テオフィルが玄関階段を駆け上がるのと同時に、ミレイユも広間から走り出してきた。 家令のビセンテが一杯の笑顔で大扉を開けたとたん、敷居のところで、二人はぶつかるように出会い、テオフィルが妻を軽々と抱き上げてキスした。
「ただいま! ああ、やっと帰れた」
「寂しかったわ! 元気そうで本当によかった」
「君も」
頬ずりしてから、改めてミレイユのほんのり頬を染めた笑顔をしみじみと眺め、テオフィルは目が覚める思いがした。
「君って、こんなに綺麗だったんだね」
「え?」
ミレイユは驚き、ますます顔を赤らめた。
「わたしにはもったいない、と人に言われそうだ」
「綺麗に見えるとしたら、きっと恋してるから」
まだ軽々と持ち上げている夫の肩に顔を埋め、家令に聞こえないようにミレイユは小声で囁いた。

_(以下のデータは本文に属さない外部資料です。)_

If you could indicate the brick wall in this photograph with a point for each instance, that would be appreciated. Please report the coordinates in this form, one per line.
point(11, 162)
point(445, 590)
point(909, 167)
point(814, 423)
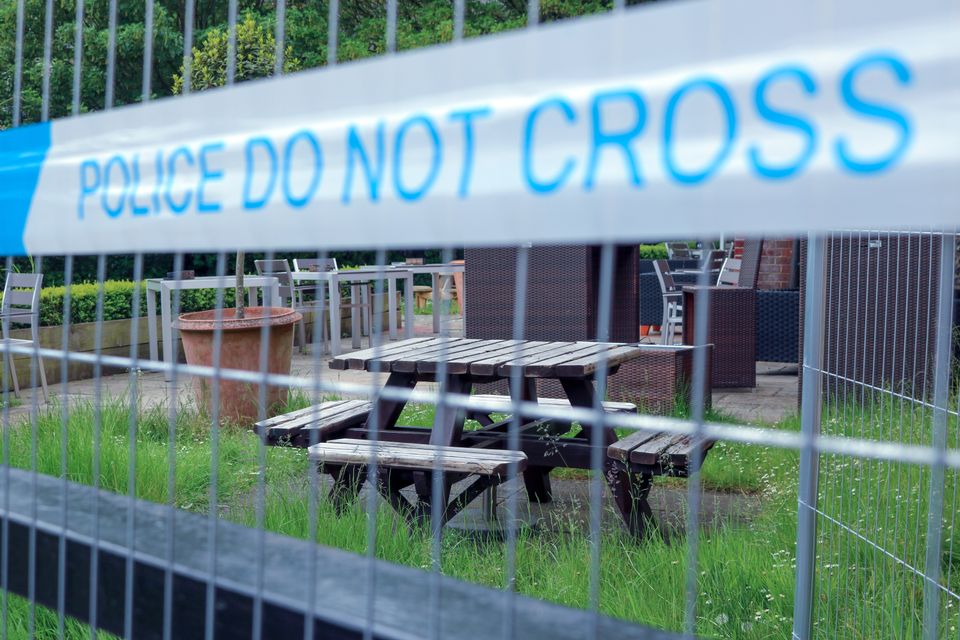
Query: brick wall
point(776, 264)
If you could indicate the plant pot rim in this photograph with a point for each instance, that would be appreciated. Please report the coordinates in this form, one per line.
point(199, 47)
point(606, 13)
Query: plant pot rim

「もう落ち着いてでっぷりした二児の母になっちゃったけど、それでも心は若妻なの」
「どこが太ってる?」
テオフィルが耳元で低く笑った。
「こんなに軽くてしなやかなのに」
実際、ミレイユは贅肉がつかない体質で、出産時には十五キロほど増えていた体重が、今ではほぼ元に戻っていた。
「マッツとよく追いかけっこするのが効いているのかしら」
ちょうどそのとき、庭のほうから騒ぎを聞きつけて、マッツが毬を転がすように走ってきた。
「お父様! お父様だ!」
「そうだよ。 今帰った」
まだミレイユに片腕を巻いたまま、テオフィルは腰をかがめて右手で息子を抱き取った。
「おぉ、また大きくなったな」
「ね、お父様。 ぼく妹ができたんだよ。 ぼくがくすぐると、きゃーきゃーって笑うの」
「すばらしいね。 赤ちゃんのところにお父さんを案内してくれるか?」
「うん! こっちだよ」
幼児は得意そうに家の中を指差し、夫妻はマッツを挟んで腕を回しあいながら、弾む足取りで玄関を入っていった。